Democrats Threw Their Weight Around Grilling the Acting Attorney General




 

Newly empowered House Democrats faced their first big oversight test Friday when Matthew Whitaker came to Capitol Hill for a six hour grilling.

The Acting Attorney General's sworn testimony was the first time an official from the Trump Administration had come before the new Congress in a public setting. And Democrats made no bones about letting him know they were in charge now.

"Your failure to respond fully to our questions here today in no way limits the ability of this Committee to get the answers in the long run - even if you are a private citizen when we finally learn the truth," Judiciary Committee chairman Rep. Jerrold Nadler reminded Whitaker in his opening statement.

As expected, tensions were high throughout the nearly six-hour hearing. Barbs were thrown; questions, dodged. But those conducting - and watching - did glean some new information. Most notably, Whitaker said under oath he had never spoken with President Trump about Special Counsel Robert Mueller's investigation, nor had he interfered in it; he said he chose not to recuse himself from overseeing that probe; and that he had never denied any funding to the investigation.

But there were several questions he did not answer. He declined to say, for instance, whether he had discussed other ongoing investigations with the President, like the one in the Southern District of New York, and whether he deemed Mueller's probe a "witch hunt," a term the President has used several times.

Its likely too early to discern the implications of these revelations. As Whitaker noted several times during his nearly six hour long hearing, he doesn't have much time left in his role. The Senate is slated to vote next week on William Barr, who President Trump nominated to permanently replace Whitaker's predecessor Jeff Sessions. Barr is widely expected to be confirmed.

But Whitaker's appointment has always been a test for how Democrats will use their newfound majority to flex their oversight muscles. President Trump's decision to replace Sessions with Whitaker was always controversial, and not just because Sessions, who had recused himself from overseeing Special Counsel Robert Mueller's probe, was forced out.

Before he became Sessions' Chief of Staff, Whitaker argued Mueller was close to overstepping his boundaries. He also tweeted that an article referring to the probe as a lynch mob was "worth a read." He also has longstanding ties to Sam Clovis, the Trump campaign's national co-chairman in the 2016 election who said Mueller had questioned him; in 2014, he chaired Clovis' campaign for Iowa State Treasurer. Trump also announced Whitaker would be appointed as acting Attorney General the day after Democrats officially won the House of Representatives. They immediately sprung into action, sending letters mandating officials preserving documents and getting Whitaker to agree to this hearing. It was an early chance to show how they would conduct oversight of the Administration.

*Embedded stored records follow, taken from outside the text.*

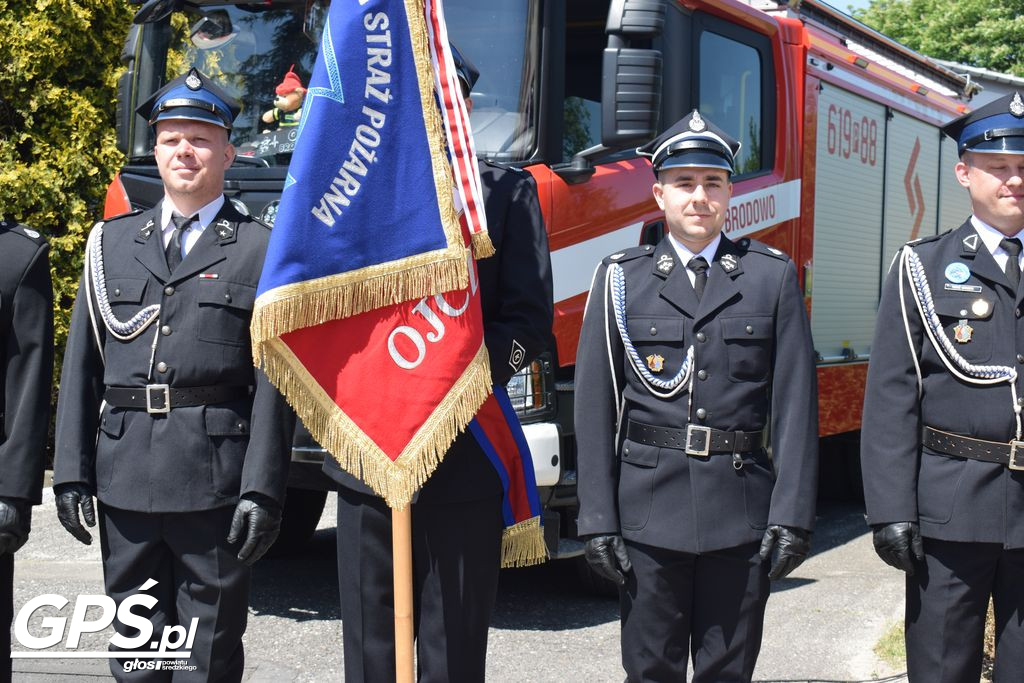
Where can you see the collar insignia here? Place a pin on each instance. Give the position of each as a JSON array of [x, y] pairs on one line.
[[224, 228], [655, 363], [963, 332], [1017, 105]]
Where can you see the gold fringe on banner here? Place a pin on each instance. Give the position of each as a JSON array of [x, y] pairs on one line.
[[482, 248], [311, 302], [395, 481], [522, 544]]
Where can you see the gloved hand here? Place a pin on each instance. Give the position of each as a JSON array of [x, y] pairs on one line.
[[69, 498], [793, 545], [257, 520], [607, 556], [15, 518], [898, 544]]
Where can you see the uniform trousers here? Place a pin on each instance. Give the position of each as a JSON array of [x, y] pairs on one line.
[[709, 606], [946, 602], [456, 562], [6, 611], [198, 574]]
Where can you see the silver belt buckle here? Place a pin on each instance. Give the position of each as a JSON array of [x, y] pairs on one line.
[[702, 446], [155, 390], [1016, 447]]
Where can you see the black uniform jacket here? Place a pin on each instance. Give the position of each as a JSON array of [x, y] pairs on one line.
[[753, 358], [26, 360], [194, 458], [516, 299], [953, 499]]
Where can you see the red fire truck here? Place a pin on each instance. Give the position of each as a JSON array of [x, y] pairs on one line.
[[842, 159]]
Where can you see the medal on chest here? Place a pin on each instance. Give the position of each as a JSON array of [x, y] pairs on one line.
[[963, 332]]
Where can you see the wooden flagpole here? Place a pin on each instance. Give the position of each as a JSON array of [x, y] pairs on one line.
[[401, 548]]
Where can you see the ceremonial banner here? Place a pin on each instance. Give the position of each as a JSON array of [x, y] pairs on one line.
[[368, 315]]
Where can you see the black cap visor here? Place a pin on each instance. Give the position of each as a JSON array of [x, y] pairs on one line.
[[1007, 141]]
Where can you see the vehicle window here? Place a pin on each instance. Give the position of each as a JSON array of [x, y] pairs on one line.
[[730, 94], [585, 41], [249, 48]]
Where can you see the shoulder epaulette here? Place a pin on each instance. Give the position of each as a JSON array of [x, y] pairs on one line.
[[761, 248], [927, 239], [26, 231], [133, 212], [629, 254]]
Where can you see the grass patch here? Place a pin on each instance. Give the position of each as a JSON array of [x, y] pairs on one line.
[[891, 647]]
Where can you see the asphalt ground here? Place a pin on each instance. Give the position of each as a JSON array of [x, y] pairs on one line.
[[821, 622]]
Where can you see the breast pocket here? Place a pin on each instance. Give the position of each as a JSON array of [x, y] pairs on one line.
[[224, 311], [749, 346], [658, 342], [965, 319], [125, 296]]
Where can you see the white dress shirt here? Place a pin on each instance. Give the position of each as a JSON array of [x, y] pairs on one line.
[[685, 254], [991, 238], [190, 236]]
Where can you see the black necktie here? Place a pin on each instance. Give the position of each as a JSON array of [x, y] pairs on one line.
[[1013, 269], [699, 267], [173, 249]]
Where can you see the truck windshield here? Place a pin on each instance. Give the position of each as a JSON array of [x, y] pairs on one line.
[[249, 48]]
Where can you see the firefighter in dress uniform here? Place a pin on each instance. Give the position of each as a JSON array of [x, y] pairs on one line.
[[687, 350], [161, 414], [457, 515], [941, 444], [26, 375]]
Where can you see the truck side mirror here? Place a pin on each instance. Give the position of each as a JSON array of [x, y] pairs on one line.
[[631, 79], [631, 95]]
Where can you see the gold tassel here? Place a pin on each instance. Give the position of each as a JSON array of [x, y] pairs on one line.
[[396, 481], [482, 247], [522, 544]]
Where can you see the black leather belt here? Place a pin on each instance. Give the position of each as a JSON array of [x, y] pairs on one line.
[[1011, 455], [161, 397], [694, 440]]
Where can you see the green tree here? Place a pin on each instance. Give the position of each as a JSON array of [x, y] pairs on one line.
[[980, 33], [58, 69]]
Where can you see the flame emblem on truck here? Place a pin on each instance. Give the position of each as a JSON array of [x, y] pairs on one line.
[[911, 183]]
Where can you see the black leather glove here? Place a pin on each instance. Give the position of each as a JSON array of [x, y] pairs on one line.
[[69, 498], [794, 545], [15, 518], [607, 556], [257, 520], [898, 544]]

Until Friday, it was not clear-cut how this power would explicitly manifest itself. Within just minutes of the hearing though, it became very apparent. After Nadler's opening statement - in which he also criticized Whitaker's decision not recuse himself from overseeing the Mueller investigation. In an unheard of move for a witness at a congressional hearing, Whitaker tried to chastise him when he asked if he had ever approved any request from Special Counsel Robert Mueller. "Mr. Chairman," he said, "I see that your five minutes is up."

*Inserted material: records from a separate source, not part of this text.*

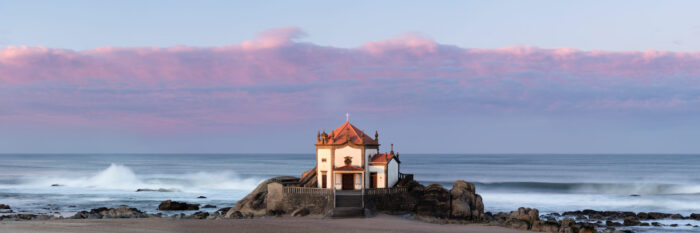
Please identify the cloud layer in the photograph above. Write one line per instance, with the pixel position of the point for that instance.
(276, 79)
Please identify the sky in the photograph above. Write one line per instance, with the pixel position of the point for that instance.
(431, 77)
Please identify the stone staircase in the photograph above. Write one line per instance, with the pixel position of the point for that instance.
(348, 204)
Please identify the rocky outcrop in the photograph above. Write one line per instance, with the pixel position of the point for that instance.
(103, 212)
(466, 204)
(254, 203)
(174, 205)
(435, 202)
(308, 179)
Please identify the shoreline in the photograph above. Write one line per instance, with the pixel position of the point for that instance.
(379, 223)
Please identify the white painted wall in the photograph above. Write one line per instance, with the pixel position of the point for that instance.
(368, 154)
(393, 172)
(341, 153)
(323, 166)
(338, 181)
(379, 169)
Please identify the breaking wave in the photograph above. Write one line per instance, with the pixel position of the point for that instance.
(121, 177)
(594, 188)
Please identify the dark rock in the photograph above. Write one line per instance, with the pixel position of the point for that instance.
(301, 212)
(613, 224)
(234, 214)
(254, 203)
(547, 226)
(642, 216)
(657, 215)
(174, 205)
(466, 204)
(200, 215)
(518, 224)
(103, 212)
(631, 221)
(435, 202)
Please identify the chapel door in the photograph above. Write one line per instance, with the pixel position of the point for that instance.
(348, 181)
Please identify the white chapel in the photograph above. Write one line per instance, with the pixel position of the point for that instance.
(349, 159)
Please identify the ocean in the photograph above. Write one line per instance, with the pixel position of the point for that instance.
(548, 182)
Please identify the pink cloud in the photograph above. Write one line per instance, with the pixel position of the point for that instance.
(273, 78)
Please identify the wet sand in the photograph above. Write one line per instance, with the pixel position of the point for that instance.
(380, 223)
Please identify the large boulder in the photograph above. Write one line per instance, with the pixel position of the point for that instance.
(254, 204)
(466, 204)
(523, 215)
(273, 199)
(308, 179)
(174, 205)
(435, 202)
(103, 212)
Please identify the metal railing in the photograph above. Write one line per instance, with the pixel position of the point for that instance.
(307, 190)
(386, 191)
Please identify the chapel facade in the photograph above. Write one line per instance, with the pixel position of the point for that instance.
(349, 159)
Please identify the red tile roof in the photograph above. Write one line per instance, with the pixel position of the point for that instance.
(349, 168)
(344, 133)
(382, 158)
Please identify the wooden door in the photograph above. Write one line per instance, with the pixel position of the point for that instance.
(348, 181)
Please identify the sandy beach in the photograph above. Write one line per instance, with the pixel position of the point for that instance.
(380, 223)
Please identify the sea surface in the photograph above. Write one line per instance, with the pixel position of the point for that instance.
(549, 182)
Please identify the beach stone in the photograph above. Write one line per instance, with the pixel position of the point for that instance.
(464, 201)
(612, 224)
(527, 214)
(643, 216)
(435, 202)
(301, 212)
(200, 215)
(547, 226)
(174, 205)
(657, 215)
(695, 216)
(273, 199)
(518, 224)
(254, 203)
(631, 221)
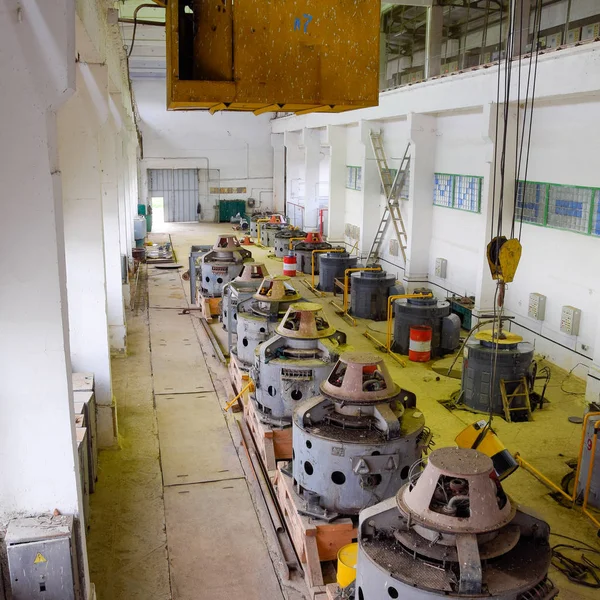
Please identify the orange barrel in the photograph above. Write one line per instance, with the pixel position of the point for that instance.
(419, 348)
(289, 265)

Nadler cracked a smile, but he was unfazed. "Answer the question please," he said.

Whitaker ultimately said he had not interfered in the investigation.

When Whitaker seemingly tried to joke about timing with another Democratic committee member, Rep. Sheila Jackson Lee, she was having none of it. "Mr. Attorney General, we're not joking here, and your humor is not acceptable," she said.

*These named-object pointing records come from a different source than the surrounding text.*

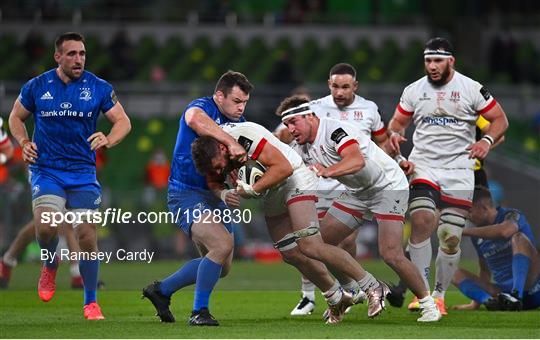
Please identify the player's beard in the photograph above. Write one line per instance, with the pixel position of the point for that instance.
(70, 74)
(444, 77)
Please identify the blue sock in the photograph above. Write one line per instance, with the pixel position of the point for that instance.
(472, 290)
(185, 276)
(520, 268)
(51, 249)
(207, 277)
(89, 272)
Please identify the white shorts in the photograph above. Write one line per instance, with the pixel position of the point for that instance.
(300, 186)
(351, 208)
(455, 186)
(328, 190)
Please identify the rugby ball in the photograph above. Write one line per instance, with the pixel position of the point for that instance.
(251, 172)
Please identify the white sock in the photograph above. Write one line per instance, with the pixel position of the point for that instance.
(351, 286)
(334, 294)
(421, 257)
(74, 269)
(10, 261)
(368, 282)
(446, 268)
(427, 301)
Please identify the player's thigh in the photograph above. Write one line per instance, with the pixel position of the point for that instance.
(197, 206)
(488, 286)
(457, 188)
(333, 231)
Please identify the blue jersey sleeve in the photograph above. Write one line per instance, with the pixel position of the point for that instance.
(26, 97)
(108, 96)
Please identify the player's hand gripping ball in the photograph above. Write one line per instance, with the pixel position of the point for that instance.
(251, 172)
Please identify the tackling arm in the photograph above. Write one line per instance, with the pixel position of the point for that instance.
(17, 118)
(203, 125)
(351, 161)
(278, 168)
(396, 130)
(502, 230)
(121, 124)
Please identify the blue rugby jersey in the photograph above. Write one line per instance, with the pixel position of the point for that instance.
(498, 253)
(65, 116)
(184, 175)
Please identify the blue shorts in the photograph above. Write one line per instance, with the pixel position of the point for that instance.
(189, 204)
(80, 190)
(531, 297)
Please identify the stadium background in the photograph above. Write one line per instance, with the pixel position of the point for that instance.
(160, 55)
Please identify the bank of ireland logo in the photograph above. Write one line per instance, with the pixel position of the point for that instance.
(85, 95)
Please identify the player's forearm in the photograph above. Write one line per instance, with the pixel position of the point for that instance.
(18, 129)
(205, 126)
(492, 232)
(347, 166)
(398, 123)
(274, 174)
(119, 131)
(498, 124)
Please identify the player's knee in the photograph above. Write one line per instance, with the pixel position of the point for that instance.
(292, 256)
(225, 269)
(459, 276)
(392, 256)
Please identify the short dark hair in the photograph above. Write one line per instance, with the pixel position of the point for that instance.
(481, 193)
(439, 43)
(66, 37)
(203, 150)
(231, 79)
(343, 68)
(290, 102)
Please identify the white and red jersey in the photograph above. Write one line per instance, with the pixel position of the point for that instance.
(380, 171)
(3, 134)
(253, 137)
(362, 113)
(445, 119)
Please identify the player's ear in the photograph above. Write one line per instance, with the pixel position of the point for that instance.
(57, 57)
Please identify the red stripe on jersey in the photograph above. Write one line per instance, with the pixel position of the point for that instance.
(347, 210)
(321, 214)
(389, 217)
(488, 107)
(456, 201)
(425, 181)
(405, 112)
(379, 132)
(346, 144)
(302, 198)
(258, 149)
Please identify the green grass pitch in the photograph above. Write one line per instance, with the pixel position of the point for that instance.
(253, 302)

"It's shocking how nervous and unsure of himself Whitaker appears to be," Renato Mariotti, a former federal prosecutor, wrote in an e-mail to TIME. "Given reports that Whitaker had engaged in extensive preparation, including mock questioning, I figured he would be armed with prepared responses to the questions he has been asked so far, which he should have anticipated in advance."

There were other ways that Democrats' power was on display. Republicans on the committee, incensed by what Rep. Doug Collins, the ranking member, said was a "character assassination," first tried to adjourn the hearing, and then attempted to limit the scope of the questions. They were voted down every time, vastly outnumbered by Democrats.

The hours preceding the actual hearings had all the hallmarks of the drama political observers predicted in the battle between the White House and the Democratic-controlled House that will define the next two years. On Thursday, Democrats on the committee marked up a subpoena for possible use to compel his cooperation. Whitaker promptly responded by saying he would not attend the hearing if the subpoena was used. Nadler ultimately backed down on the subpoena threat for the time being.

But on Friday, before concluding the hearing, Nadler made clear that option was still on the table. The committee, he said, still needed answers from Whitaker on several fronts, including his communication with the President after his briefings on Mueller's probe and the exact dates of those briefings.

"I fully intend to call you back for an interview, under subpoena if necessary," Nadler said. "And I expect more fulsome answers at that time."